Ook dit moet me van het hart: met mijn 18de verjaardag stortte je het deel terug van mijn spaarboekje dat je per se moest hebben toen ik 2 was. Je was hiertoe verplicht maar toch was ik blij dat je het zo snel deed. Daarna telefoneerde je echter met een toon alsof je me de grootste gunst ooit had gedaan, die toon die je wel vaker gebruikt hebt in het verleden. Dit was nochtans al van mij en je hebt me in al die jaren niets extra gegeven. Er is geen spaargeld bijgekomen buiten die paar bijdrages die je hebt gestort met mijn verjaardag of voor een andere gelegenheid van zodra je mijn rekeningnummer wist. Maar dus zeker tot mijn 12de heb je niets voor mij gespaard. Hiermee wil ik maar even zeggen dat als ik van jou had afgehangen ik gewoon geen basis zou hebben voor een toekomst. Niet op emotioneel vlak en ook niet op financieel vlak.

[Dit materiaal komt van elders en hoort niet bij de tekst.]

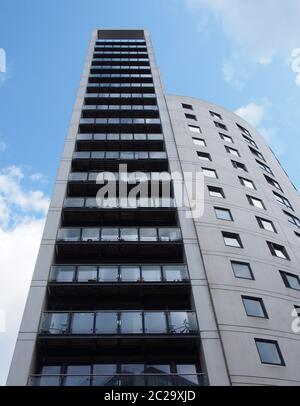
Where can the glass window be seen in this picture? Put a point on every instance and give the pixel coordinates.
(254, 307)
(109, 234)
(131, 323)
(78, 375)
(187, 374)
(104, 375)
(129, 234)
(175, 273)
(183, 322)
(169, 234)
(242, 270)
(69, 234)
(62, 273)
(223, 214)
(232, 240)
(148, 234)
(74, 202)
(90, 234)
(130, 273)
(155, 322)
(108, 274)
(82, 323)
(106, 323)
(55, 323)
(210, 173)
(269, 352)
(87, 273)
(194, 129)
(151, 273)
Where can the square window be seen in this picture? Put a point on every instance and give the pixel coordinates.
(223, 214)
(266, 224)
(216, 192)
(269, 352)
(247, 183)
(194, 129)
(226, 138)
(220, 125)
(204, 156)
(278, 251)
(242, 270)
(232, 151)
(254, 201)
(199, 141)
(187, 106)
(290, 280)
(232, 240)
(191, 117)
(254, 307)
(210, 173)
(216, 115)
(239, 165)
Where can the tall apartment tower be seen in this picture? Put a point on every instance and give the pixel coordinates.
(147, 295)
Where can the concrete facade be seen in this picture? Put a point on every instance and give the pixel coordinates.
(228, 351)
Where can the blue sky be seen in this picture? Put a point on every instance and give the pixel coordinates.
(236, 53)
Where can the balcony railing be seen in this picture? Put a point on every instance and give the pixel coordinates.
(120, 137)
(118, 274)
(161, 379)
(120, 155)
(110, 322)
(126, 234)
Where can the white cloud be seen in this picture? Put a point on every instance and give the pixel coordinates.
(22, 218)
(253, 113)
(257, 115)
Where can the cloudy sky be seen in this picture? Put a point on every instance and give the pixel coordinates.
(242, 54)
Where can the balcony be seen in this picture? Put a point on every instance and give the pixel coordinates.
(120, 142)
(153, 161)
(149, 379)
(130, 244)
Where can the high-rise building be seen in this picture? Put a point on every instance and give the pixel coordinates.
(145, 294)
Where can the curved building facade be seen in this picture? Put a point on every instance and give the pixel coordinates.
(147, 294)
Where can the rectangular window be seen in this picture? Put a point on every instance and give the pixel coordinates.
(191, 117)
(269, 352)
(232, 240)
(254, 201)
(194, 129)
(199, 141)
(278, 251)
(290, 280)
(216, 115)
(239, 165)
(226, 138)
(210, 173)
(247, 183)
(266, 224)
(220, 125)
(187, 106)
(264, 167)
(223, 214)
(243, 129)
(204, 156)
(256, 153)
(283, 200)
(273, 182)
(232, 151)
(254, 307)
(216, 192)
(250, 141)
(242, 270)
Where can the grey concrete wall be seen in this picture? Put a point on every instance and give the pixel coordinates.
(24, 354)
(236, 328)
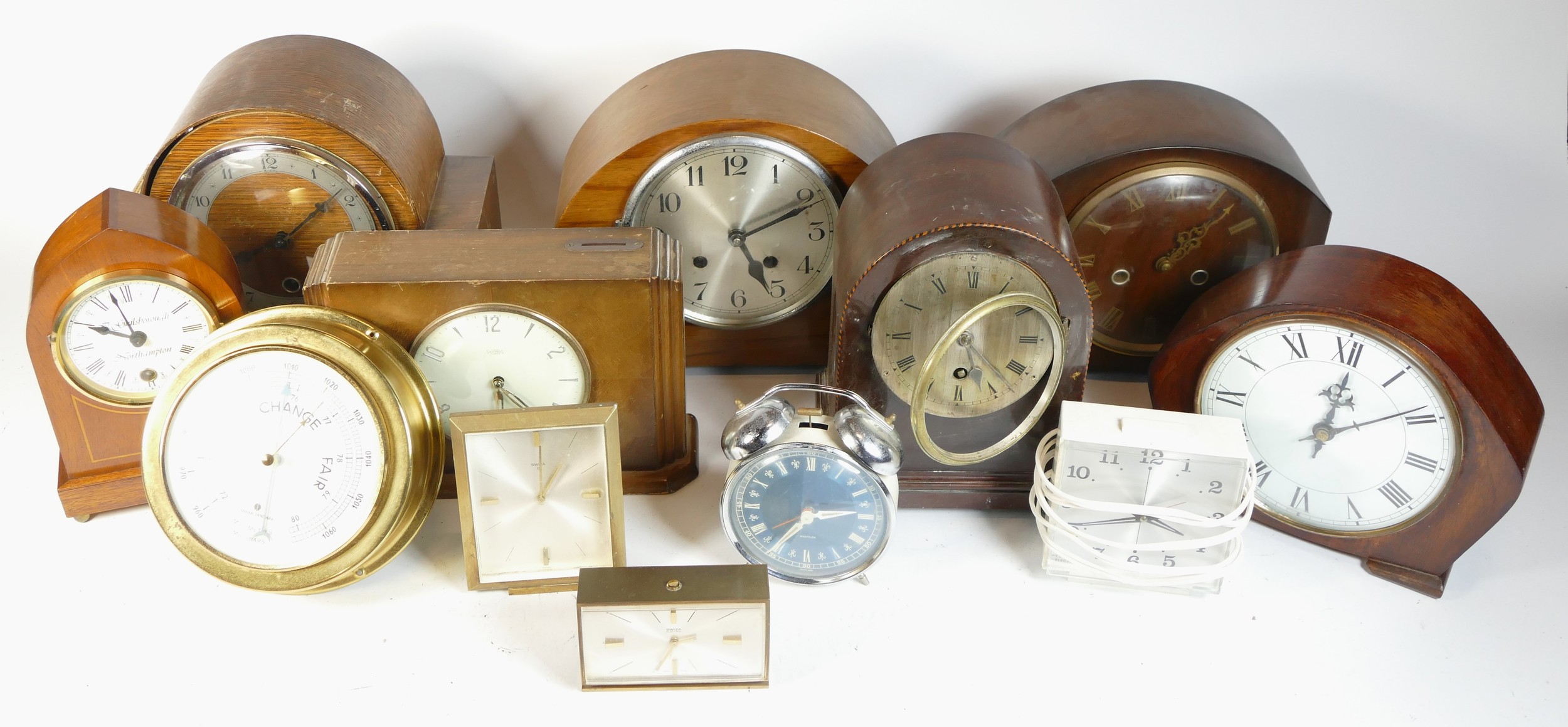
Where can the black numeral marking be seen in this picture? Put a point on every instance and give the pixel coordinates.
(1421, 463)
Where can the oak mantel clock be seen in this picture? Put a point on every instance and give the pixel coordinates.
(955, 294)
(123, 292)
(1170, 188)
(1385, 414)
(295, 139)
(742, 156)
(531, 319)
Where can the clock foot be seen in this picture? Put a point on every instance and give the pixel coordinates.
(1416, 580)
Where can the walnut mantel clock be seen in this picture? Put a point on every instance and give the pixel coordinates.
(742, 156)
(295, 139)
(955, 294)
(1385, 414)
(1170, 188)
(123, 292)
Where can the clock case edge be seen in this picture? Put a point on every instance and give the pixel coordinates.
(115, 231)
(1498, 405)
(1087, 139)
(932, 196)
(704, 95)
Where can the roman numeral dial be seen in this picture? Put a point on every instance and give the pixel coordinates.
(1158, 238)
(995, 363)
(1353, 433)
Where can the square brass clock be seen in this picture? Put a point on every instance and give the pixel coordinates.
(673, 627)
(538, 496)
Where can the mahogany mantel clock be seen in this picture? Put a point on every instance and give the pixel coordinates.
(123, 292)
(955, 294)
(1385, 414)
(1170, 188)
(742, 156)
(295, 139)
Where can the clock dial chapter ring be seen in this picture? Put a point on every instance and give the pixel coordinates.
(366, 367)
(949, 339)
(162, 367)
(755, 218)
(275, 232)
(1152, 240)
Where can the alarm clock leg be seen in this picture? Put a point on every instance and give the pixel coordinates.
(1416, 580)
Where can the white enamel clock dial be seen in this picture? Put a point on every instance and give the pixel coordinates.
(755, 218)
(1349, 432)
(993, 364)
(273, 460)
(501, 358)
(669, 644)
(123, 337)
(540, 502)
(1199, 485)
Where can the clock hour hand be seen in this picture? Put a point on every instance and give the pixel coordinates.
(102, 329)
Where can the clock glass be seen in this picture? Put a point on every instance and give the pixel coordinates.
(1156, 238)
(501, 356)
(1349, 432)
(993, 364)
(123, 337)
(540, 502)
(755, 218)
(672, 644)
(275, 201)
(273, 460)
(810, 513)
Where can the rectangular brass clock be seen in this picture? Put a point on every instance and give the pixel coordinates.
(673, 627)
(526, 319)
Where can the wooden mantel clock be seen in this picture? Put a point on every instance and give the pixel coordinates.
(1385, 414)
(1170, 188)
(742, 156)
(295, 139)
(123, 292)
(955, 294)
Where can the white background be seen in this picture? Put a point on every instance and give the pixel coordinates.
(1435, 130)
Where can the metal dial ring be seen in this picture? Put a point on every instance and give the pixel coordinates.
(927, 376)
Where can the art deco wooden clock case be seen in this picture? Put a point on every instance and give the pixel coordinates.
(1170, 188)
(935, 232)
(607, 300)
(742, 156)
(1385, 414)
(123, 292)
(295, 139)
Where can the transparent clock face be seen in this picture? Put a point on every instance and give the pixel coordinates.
(501, 358)
(275, 203)
(1194, 483)
(540, 502)
(273, 458)
(811, 514)
(1349, 432)
(996, 363)
(755, 218)
(670, 644)
(124, 337)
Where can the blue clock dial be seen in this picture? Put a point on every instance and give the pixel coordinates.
(810, 513)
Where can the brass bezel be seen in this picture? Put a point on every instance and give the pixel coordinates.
(534, 419)
(399, 400)
(1167, 170)
(68, 369)
(632, 588)
(515, 309)
(1341, 320)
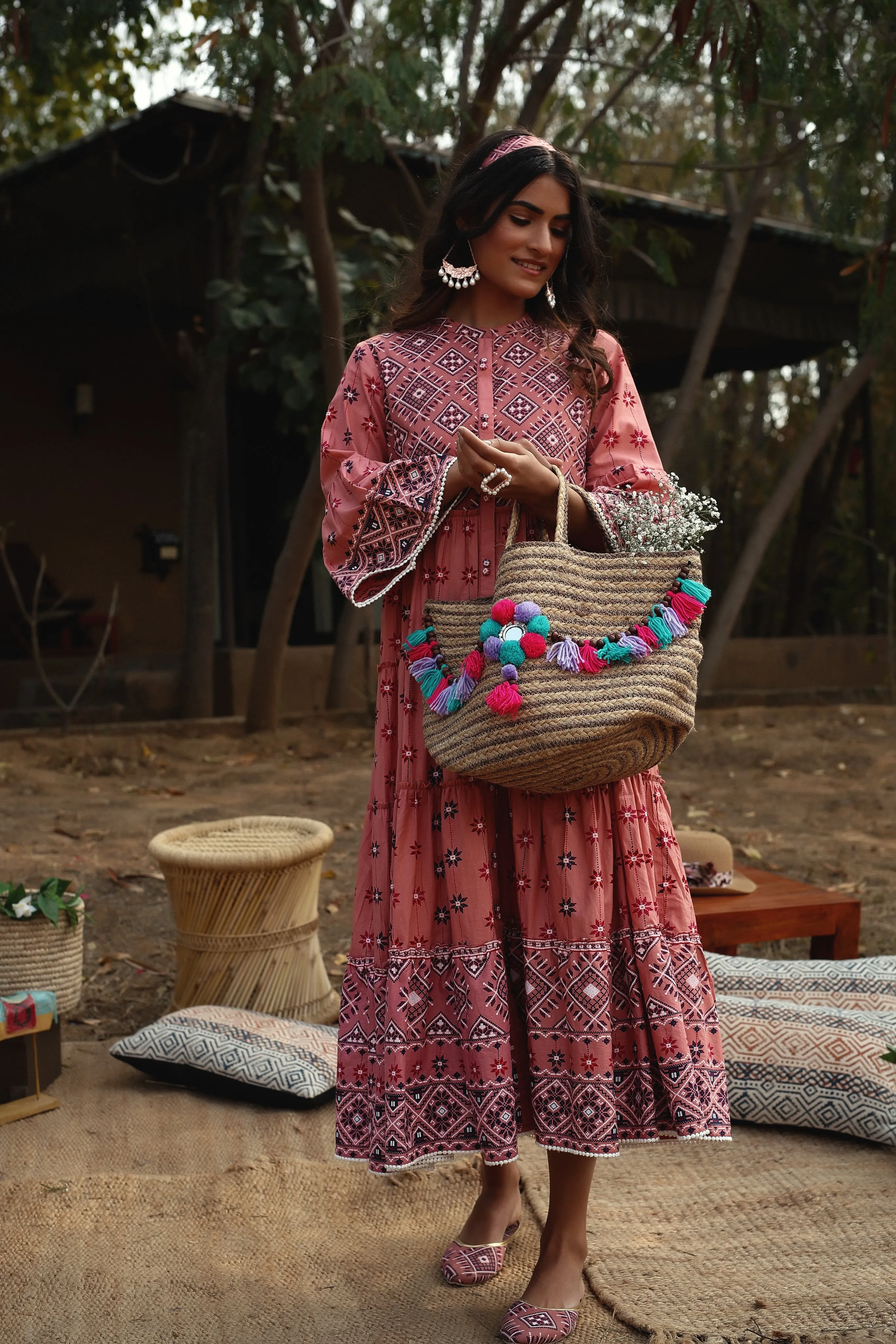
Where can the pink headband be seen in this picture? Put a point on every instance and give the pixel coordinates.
(512, 143)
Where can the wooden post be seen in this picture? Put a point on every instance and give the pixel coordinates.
(201, 455)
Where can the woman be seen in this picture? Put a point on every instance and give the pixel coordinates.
(577, 902)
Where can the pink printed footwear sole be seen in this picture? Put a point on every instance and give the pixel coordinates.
(464, 1265)
(526, 1324)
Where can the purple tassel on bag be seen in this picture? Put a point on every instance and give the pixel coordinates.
(463, 689)
(566, 655)
(640, 648)
(674, 623)
(441, 703)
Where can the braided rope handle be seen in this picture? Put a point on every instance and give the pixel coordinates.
(561, 533)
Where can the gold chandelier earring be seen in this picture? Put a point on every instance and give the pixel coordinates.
(458, 277)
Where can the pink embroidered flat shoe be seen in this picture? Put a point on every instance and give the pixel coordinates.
(526, 1324)
(464, 1265)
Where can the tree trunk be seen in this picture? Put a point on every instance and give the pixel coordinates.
(674, 431)
(775, 510)
(201, 447)
(872, 620)
(304, 530)
(348, 632)
(816, 513)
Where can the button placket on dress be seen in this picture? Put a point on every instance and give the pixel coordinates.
(485, 429)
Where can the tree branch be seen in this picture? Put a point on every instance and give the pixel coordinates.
(34, 622)
(510, 34)
(614, 97)
(410, 180)
(547, 76)
(774, 513)
(467, 60)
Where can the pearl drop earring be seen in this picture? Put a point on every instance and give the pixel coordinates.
(458, 277)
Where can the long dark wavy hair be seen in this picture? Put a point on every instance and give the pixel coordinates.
(479, 197)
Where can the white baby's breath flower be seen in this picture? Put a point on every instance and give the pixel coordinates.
(676, 519)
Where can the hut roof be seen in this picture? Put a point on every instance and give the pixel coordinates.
(117, 225)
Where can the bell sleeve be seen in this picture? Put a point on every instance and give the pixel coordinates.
(382, 509)
(621, 454)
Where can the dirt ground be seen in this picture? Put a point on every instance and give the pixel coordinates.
(805, 791)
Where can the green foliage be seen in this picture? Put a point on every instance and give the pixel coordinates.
(51, 900)
(269, 319)
(62, 69)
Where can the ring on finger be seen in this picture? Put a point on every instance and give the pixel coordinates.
(492, 486)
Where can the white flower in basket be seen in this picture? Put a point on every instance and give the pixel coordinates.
(42, 940)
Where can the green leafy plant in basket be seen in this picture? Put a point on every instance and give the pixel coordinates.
(51, 900)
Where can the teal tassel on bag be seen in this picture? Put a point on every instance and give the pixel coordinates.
(418, 638)
(698, 590)
(612, 652)
(429, 683)
(660, 629)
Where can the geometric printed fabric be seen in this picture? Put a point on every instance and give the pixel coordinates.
(390, 437)
(812, 1066)
(248, 1048)
(519, 963)
(866, 984)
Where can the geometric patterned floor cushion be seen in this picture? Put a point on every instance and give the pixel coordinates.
(235, 1053)
(801, 1065)
(866, 984)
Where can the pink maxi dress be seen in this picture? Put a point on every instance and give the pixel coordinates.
(519, 963)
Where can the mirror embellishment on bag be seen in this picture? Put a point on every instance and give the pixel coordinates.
(519, 631)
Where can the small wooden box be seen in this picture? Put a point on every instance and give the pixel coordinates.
(30, 1061)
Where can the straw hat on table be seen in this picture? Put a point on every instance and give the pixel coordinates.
(710, 865)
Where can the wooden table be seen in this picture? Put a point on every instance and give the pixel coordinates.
(781, 908)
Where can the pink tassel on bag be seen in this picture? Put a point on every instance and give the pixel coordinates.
(589, 659)
(473, 664)
(504, 700)
(686, 607)
(645, 634)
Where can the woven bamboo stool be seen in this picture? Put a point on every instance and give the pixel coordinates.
(245, 898)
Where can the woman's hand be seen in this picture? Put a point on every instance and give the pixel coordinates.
(532, 482)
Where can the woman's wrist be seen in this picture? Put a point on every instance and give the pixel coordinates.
(542, 503)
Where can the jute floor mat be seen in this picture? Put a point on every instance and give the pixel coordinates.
(782, 1232)
(139, 1214)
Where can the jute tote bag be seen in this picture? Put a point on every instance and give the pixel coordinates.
(573, 729)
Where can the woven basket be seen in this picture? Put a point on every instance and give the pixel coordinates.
(245, 898)
(574, 730)
(35, 955)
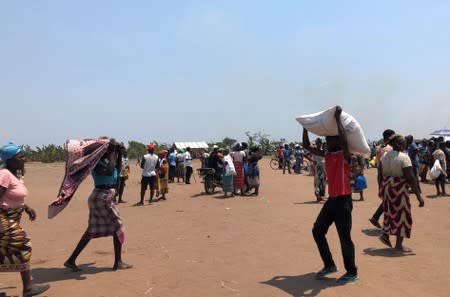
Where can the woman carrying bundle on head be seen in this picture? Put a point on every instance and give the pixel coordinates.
(15, 245)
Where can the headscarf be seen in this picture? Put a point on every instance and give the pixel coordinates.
(8, 151)
(162, 153)
(151, 147)
(255, 147)
(396, 140)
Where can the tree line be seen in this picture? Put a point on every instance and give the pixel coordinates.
(56, 153)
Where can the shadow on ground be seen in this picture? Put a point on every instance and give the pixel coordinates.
(372, 232)
(301, 285)
(47, 275)
(309, 202)
(386, 252)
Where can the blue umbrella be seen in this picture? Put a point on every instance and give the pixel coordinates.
(441, 132)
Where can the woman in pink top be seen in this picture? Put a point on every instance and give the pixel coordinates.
(15, 253)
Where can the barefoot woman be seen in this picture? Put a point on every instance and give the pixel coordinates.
(104, 218)
(15, 246)
(394, 175)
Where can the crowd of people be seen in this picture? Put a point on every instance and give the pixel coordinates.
(402, 164)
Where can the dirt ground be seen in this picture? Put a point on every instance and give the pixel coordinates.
(202, 245)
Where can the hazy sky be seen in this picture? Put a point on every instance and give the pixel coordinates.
(205, 70)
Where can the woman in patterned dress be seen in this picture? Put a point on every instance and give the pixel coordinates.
(15, 246)
(394, 176)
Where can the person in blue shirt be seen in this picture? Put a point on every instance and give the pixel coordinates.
(298, 154)
(413, 153)
(104, 217)
(172, 165)
(287, 152)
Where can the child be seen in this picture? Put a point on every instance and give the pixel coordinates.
(228, 173)
(357, 179)
(359, 185)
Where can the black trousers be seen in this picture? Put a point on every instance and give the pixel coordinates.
(336, 210)
(188, 174)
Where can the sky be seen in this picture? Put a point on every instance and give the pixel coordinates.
(205, 70)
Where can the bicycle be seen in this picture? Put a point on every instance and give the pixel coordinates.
(274, 163)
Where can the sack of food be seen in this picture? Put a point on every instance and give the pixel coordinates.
(324, 124)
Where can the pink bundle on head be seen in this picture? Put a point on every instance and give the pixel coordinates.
(151, 147)
(82, 157)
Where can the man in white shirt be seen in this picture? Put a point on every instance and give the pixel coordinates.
(188, 165)
(149, 165)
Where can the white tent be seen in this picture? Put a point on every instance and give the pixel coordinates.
(192, 145)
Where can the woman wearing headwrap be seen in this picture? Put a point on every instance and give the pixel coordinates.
(395, 174)
(104, 217)
(15, 246)
(163, 175)
(238, 156)
(320, 175)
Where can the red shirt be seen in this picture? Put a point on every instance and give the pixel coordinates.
(280, 152)
(338, 174)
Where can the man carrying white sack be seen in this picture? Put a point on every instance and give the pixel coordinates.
(338, 208)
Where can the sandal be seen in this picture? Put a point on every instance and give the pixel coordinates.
(385, 239)
(347, 278)
(326, 271)
(36, 290)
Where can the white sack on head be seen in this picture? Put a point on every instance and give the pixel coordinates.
(324, 124)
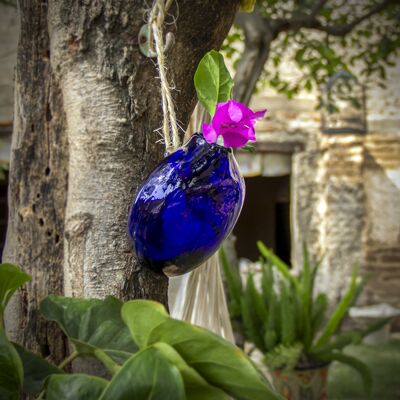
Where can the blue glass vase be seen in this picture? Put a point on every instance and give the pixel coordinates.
(186, 207)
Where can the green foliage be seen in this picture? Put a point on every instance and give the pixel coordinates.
(11, 372)
(148, 354)
(212, 81)
(216, 360)
(36, 370)
(146, 375)
(89, 323)
(322, 39)
(282, 356)
(75, 386)
(11, 278)
(289, 319)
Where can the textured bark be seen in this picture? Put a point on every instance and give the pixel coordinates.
(87, 106)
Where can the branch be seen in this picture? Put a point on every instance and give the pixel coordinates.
(317, 7)
(338, 30)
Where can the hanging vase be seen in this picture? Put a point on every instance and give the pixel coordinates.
(186, 207)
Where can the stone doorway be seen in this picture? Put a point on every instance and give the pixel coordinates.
(265, 216)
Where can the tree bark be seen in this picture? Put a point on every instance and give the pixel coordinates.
(87, 106)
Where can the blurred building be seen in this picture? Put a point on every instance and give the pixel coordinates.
(331, 182)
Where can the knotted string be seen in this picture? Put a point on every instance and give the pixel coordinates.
(199, 297)
(170, 126)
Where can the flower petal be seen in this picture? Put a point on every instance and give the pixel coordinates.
(209, 133)
(235, 110)
(232, 139)
(221, 115)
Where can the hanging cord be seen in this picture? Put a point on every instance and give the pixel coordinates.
(170, 126)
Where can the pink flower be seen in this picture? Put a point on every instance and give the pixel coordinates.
(235, 122)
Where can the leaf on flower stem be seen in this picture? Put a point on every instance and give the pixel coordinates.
(212, 81)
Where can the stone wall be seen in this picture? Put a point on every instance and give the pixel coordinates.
(381, 236)
(345, 190)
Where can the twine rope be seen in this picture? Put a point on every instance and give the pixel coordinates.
(170, 126)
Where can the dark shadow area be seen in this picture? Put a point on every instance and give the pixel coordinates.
(265, 216)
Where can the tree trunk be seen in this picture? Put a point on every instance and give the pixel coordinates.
(87, 106)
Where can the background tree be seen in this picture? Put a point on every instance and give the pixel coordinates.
(87, 104)
(324, 36)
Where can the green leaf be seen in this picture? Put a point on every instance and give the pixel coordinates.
(141, 317)
(358, 365)
(341, 340)
(11, 278)
(146, 375)
(288, 332)
(272, 334)
(75, 387)
(318, 313)
(36, 370)
(305, 293)
(339, 313)
(254, 314)
(90, 323)
(219, 362)
(196, 387)
(267, 281)
(11, 373)
(212, 81)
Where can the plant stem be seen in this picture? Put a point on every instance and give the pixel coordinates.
(112, 366)
(69, 359)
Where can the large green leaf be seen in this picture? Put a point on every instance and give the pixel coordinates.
(339, 313)
(146, 375)
(141, 317)
(36, 370)
(288, 324)
(253, 314)
(212, 81)
(75, 387)
(90, 323)
(11, 373)
(305, 293)
(320, 306)
(219, 362)
(196, 387)
(355, 363)
(11, 278)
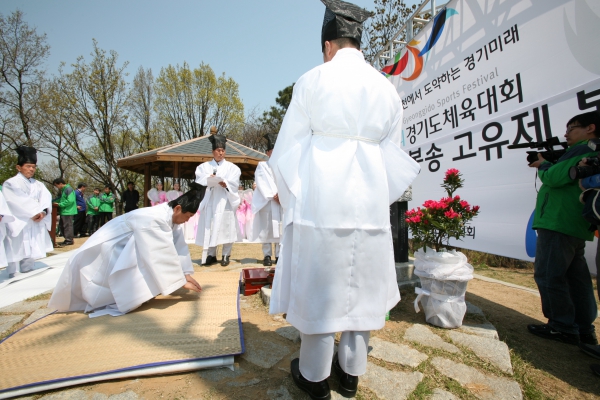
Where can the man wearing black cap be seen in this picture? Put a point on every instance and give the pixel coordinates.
(338, 166)
(218, 222)
(31, 204)
(130, 260)
(266, 208)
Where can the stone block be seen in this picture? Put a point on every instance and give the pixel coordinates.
(483, 386)
(395, 353)
(8, 321)
(390, 385)
(264, 353)
(491, 350)
(423, 335)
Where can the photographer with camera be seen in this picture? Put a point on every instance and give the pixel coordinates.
(561, 271)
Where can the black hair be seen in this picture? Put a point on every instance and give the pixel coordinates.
(346, 42)
(587, 119)
(190, 201)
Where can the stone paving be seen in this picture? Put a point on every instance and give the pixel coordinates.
(395, 369)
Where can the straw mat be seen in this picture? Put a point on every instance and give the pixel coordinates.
(181, 327)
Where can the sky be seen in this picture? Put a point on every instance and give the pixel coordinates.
(264, 45)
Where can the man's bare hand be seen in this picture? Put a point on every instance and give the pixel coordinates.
(191, 284)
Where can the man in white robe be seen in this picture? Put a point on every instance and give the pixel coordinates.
(338, 166)
(5, 217)
(218, 223)
(31, 205)
(266, 208)
(130, 260)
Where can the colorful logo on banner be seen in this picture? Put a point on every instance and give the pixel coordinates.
(401, 61)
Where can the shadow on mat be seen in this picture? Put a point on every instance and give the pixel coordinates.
(565, 362)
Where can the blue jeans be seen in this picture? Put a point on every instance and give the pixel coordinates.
(564, 282)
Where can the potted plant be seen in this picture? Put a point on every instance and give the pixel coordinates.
(444, 273)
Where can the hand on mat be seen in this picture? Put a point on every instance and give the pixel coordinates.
(191, 284)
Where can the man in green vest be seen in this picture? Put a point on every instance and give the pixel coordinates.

Ik hoop dat je door dit bericht toch een globaal idee hebt van hoe ik mij voelde en ik hoop dat het deze keer wel doordringt. Weet alstublieft ook dat ik perfect gelukkig ben en ik echt geen nood heb aan een vader-dochterband. De titel van ‘vader’ moet je verdienen en jij bent die voor mij al lang geleden verloren. Ik heb mijn uiterste best gedaan om van nul te beginnen, maar je hebt me zelf verhinderd dat te doen. Ik dacht dat ik mijn boosheid voor jou aan de kant had kunnen zetten maar blijkbaar haal je die toch nog naar boven net als laatst aan de telefoon. Toch is het minder dan vroeger, want ik ben niet als jij en blijf geen 20 jaar boos. Terwijl jij bent blijven steken, ben ik blijven groeien en die boosheid zal er ooit wel zo goed als uit zijn. Ik word nooit zoals jou! De pijn echter, die zal blijven. En jij haalt die telkens weer boven. Verwar dit niet met angst. Die is weg. Ik ben ook niet meer geïntimideerd door jou, iets waar je zo van genoot. Ik ben sterker nu en ik laat mij nooit meer door iemand als jou naar beneden halen. Ik ben meer waard dan dat. Ik hoop oprecht dat je gelukkig wordt, maar laat mij gewoon met rust. Die jaren van pijn zal ik je nooit vergeven en dat hoeft voor mijn part ook helemaal niet. Leid jij jouw leven, ik leid het mijne.